Medical realities took the lead role in ending the Big Ten fall sports season Tuesday afternoon, but a football mom may have driven them home.

Debbie Rucker’s son, Brady Feeney, is an incoming freshman offensive lineman at Indiana. He tested positive for the coronavirus last month, while taking part in voluntary workouts in Bloomington with his new teammates.

He wasn’t the only Hoosier to test positive, but most of his teammates did not get sick. Feeney did, and he didn't get better.

He had breathing issues, and lingering heart issues. An emerging reality of COVID-19 is that, apparently, it can lead to cardiac issues, including inflammation of the heart, or myocarditis.

The complication can apparently happen in patients who are otherwise only mildly symptomatic, and can show up even after patients have otherwise recovered.

Debbie Rucker hit Facebook hard.

“Bottom line, even if your son's schools do everything right to protect them, they CAN'T PROTECT THEM!!” she wrote.

“I pray my son recovers from this horrible virus and can lead a healthy normal life!! Football does not really matter when your child's health is in jeopardy!! Think about it!!! My heart is hurting and I pray for all of these kids and for the people making the decisions about the season!!!”

This is not to suggest that Rucker trumped the experts. But maybe she connected a name and a face to realities that even the most earnest adults can't mitigate.

Last Wednesday, the Big Ten announced a fall schedule.
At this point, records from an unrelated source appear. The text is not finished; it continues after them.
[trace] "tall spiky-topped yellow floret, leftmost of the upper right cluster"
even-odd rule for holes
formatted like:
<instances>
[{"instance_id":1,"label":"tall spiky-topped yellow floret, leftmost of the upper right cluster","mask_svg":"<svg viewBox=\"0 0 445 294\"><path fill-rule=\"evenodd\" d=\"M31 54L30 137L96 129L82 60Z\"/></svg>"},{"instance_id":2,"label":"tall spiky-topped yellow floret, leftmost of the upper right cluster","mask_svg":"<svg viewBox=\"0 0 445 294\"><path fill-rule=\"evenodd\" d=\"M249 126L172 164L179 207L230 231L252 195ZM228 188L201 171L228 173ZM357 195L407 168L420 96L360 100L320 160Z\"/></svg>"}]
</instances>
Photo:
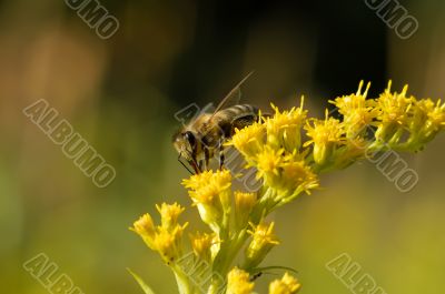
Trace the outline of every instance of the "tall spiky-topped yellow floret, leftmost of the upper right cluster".
<instances>
[{"instance_id":1,"label":"tall spiky-topped yellow floret, leftmost of the upper right cluster","mask_svg":"<svg viewBox=\"0 0 445 294\"><path fill-rule=\"evenodd\" d=\"M378 115L378 110L373 107L373 100L367 100L370 82L366 90L362 93L363 81L358 85L355 94L344 95L329 101L338 108L338 112L343 114L346 138L354 139L366 132L367 126L374 125L374 119Z\"/></svg>"}]
</instances>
By Saturday it had told its members not to put on the pads for practice just yet.

On Tuesday it blew up the season.

The scientific consensus couldn't have changed that much in six days.
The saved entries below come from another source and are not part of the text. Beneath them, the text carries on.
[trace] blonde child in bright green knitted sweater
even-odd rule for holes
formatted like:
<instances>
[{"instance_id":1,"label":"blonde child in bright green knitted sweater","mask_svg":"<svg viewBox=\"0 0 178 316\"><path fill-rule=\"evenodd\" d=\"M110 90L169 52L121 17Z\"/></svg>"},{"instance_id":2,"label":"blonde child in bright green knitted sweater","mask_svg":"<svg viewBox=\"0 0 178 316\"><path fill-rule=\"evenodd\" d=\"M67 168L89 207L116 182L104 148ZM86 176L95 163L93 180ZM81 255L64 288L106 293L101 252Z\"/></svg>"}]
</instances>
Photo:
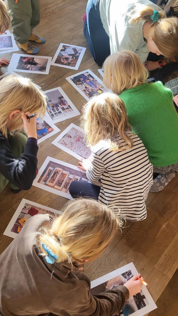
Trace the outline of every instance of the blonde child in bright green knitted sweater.
<instances>
[{"instance_id":1,"label":"blonde child in bright green knitted sweater","mask_svg":"<svg viewBox=\"0 0 178 316\"><path fill-rule=\"evenodd\" d=\"M103 83L124 101L132 132L143 141L157 173L150 192L158 192L178 169L178 115L171 90L146 82L147 77L135 52L123 50L104 62Z\"/></svg>"}]
</instances>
You can argue that college football players are safer, on an everyday basis, on campus, under the guidance of coaches and trainers and massive support staffs, than they would at home, or turned loose in the general student body.
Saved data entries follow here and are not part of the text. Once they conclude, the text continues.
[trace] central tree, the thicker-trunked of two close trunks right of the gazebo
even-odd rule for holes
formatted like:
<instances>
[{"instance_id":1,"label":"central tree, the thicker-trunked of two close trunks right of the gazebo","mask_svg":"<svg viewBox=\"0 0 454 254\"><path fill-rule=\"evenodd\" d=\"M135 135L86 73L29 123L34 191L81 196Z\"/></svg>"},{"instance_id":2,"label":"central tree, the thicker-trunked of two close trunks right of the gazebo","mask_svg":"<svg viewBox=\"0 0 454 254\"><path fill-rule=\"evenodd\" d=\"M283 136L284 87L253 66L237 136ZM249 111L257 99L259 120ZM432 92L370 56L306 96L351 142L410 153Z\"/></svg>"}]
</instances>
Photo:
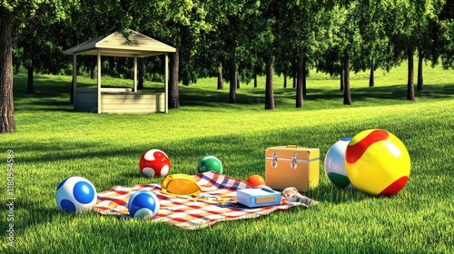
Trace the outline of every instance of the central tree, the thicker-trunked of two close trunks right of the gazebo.
<instances>
[{"instance_id":1,"label":"central tree, the thicker-trunked of two close trunks right of the gazebo","mask_svg":"<svg viewBox=\"0 0 454 254\"><path fill-rule=\"evenodd\" d=\"M207 20L212 24L212 30L206 35L205 51L211 59L203 61L210 64L218 75L217 68L222 64L222 77L230 83L229 103L236 103L238 77L249 82L256 74L257 59L261 59L254 47L254 35L257 30L254 22L257 21L260 1L246 0L217 0L208 9ZM258 26L257 26L258 27ZM263 61L262 61L263 63ZM207 64L205 64L206 66ZM212 67L208 67L209 69ZM210 70L207 73L212 73ZM248 74L249 73L249 74Z\"/></svg>"}]
</instances>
But what about the games? Football is a 24/7/365 American obsession, but recruiting and drafts and combines and point spreads all go away without games, and right now, football games simply can't be seen as anything other than giant superspreader events.

“Obviously, if we move into pads for contact, contact tracing is an issue,” Ohio State athletic director Gene Smith said on Big Ten Network Tuesday.

“And then the long-term effects … we just don't know.”

So Penn State football, and everything it means in our corner of the world — socially, culturally, economically — is gone for now.

Nittany Nation turns its lonely eyes to the spring, although spring football would come with an avalanche of questions and issues far too big to address here. The coming weeks and months will be dense with all that, although we should mention that Urban Meyer, on BTN Tuesday, recoiled at the thought of it.

“No chance,” he said. “In my very strong opinion, the body is not made to play two seasons in one calendar year.”

Even if he's wrong, there will be a vacuum. Five months that feel like five years ago, I wrote in This Space that sports are a way of marking time. In that way, the year is supposed to begin around Labor Day.

It's a long way from the top of the list of things this country has lost to its spectacular failure to take a virus seriously, but it's not at the bottom, either.